I am a new MSc student working on Intel Xeon Phi. For my current project, I am running NAS parallel benchmark BT on xeon phi coprocessor with two different affinity patterns using KMP_AFFINITY explicit

scenario 1: running with 40 threads with 4 threads per each physical core (using 4 virtual cores per core and total of 10 physical cores )

results from VTune amplifier:
Elapsed time: 73 seconds

L2_DATA_READ_MISS_CACHE_FILL :76,150,000

L2_DATA_WRITE_MISS_CACHE_FILL: 616,750,000

L2_READ_MISS_CACHE_MEM_FILL : 1,862,300,000

L2_DATA_WRITE_MISS_MEM_FILL: 1,964,750,000

scenario 2: running same benchmark with same 40 threads but with one thread per each physical core (using total 40 physical cores)
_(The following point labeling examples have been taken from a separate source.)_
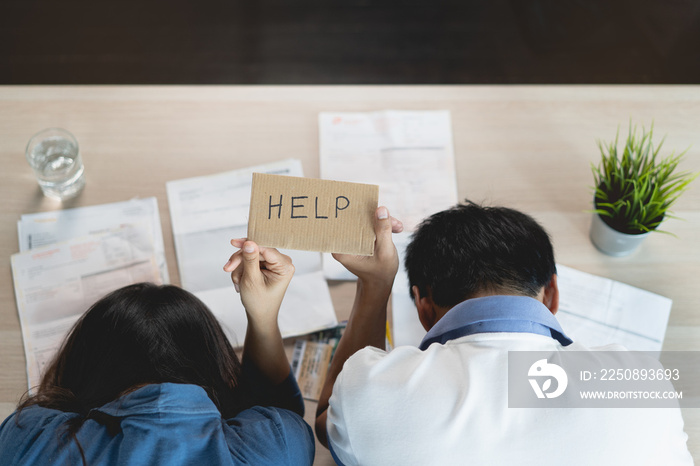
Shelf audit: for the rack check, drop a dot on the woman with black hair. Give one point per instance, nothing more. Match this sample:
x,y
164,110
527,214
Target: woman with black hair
x,y
147,376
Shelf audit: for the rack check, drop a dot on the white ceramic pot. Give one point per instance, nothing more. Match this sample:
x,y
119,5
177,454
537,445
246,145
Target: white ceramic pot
x,y
611,241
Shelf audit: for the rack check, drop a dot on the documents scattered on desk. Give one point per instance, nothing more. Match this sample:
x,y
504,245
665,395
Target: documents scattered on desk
x,y
56,283
311,360
207,212
597,311
593,311
60,225
409,154
312,215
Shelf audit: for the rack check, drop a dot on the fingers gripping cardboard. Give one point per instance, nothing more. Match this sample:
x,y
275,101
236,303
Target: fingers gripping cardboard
x,y
312,215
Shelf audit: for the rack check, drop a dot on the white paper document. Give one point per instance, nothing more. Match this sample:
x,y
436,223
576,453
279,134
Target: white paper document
x,y
207,212
597,311
55,284
409,154
44,228
593,311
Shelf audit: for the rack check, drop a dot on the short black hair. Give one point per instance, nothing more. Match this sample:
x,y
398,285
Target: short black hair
x,y
469,248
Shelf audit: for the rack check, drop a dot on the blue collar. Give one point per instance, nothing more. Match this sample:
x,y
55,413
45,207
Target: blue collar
x,y
518,314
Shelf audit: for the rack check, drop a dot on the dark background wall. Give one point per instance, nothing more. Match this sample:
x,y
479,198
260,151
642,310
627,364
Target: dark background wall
x,y
349,41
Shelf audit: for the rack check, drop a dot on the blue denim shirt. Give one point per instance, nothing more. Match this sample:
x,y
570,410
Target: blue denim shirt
x,y
168,424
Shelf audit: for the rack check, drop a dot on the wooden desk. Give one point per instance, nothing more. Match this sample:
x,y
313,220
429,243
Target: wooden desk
x,y
527,147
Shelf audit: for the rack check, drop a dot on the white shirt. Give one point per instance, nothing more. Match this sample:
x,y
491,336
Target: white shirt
x,y
448,405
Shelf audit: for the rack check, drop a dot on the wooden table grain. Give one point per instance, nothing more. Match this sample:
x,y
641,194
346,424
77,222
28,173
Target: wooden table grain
x,y
527,147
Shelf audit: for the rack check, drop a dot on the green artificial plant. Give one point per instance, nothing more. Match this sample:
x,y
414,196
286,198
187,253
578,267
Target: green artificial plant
x,y
634,191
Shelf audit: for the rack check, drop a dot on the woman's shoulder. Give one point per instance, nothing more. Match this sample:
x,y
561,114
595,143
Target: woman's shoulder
x,y
271,431
34,417
22,429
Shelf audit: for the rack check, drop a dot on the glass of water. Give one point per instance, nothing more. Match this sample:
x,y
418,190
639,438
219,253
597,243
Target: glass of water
x,y
55,157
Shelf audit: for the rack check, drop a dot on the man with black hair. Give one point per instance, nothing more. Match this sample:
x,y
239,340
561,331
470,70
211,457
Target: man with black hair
x,y
484,283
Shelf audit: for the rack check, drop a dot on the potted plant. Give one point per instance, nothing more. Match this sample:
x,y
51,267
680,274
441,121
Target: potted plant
x,y
633,192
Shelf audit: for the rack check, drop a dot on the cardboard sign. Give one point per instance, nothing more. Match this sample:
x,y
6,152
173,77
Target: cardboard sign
x,y
312,215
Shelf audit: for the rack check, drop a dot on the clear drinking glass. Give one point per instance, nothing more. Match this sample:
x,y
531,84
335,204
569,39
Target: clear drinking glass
x,y
55,157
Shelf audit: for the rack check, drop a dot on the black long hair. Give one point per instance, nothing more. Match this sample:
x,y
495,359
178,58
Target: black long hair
x,y
137,335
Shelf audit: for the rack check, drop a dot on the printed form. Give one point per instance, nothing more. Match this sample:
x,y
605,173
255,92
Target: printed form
x,y
207,212
56,283
44,228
results from VTune amplifier:
Elapsed time: 48 seconds

L2_DATA_READ_MISS_CACHE_FILL :272,800,000

L2_DATA_WRITE_MISS_CACHE_FILL: 104,200,000

L2_READ_MISS_CACHE_MEM_FILL : 1,524,350,000

L2_DATA_WRITE_MISS_MEM_FILL: 2,548,200,000

Though scenario 2 has significant amount of write misses, around 580 million more than scenario 1, scenario 2 is taking significantly less time to complete than scenario 1.  I am confused why the first configuration takes so much time. I expected it to be faster. What might be the reason for this? I would really appreciate your help!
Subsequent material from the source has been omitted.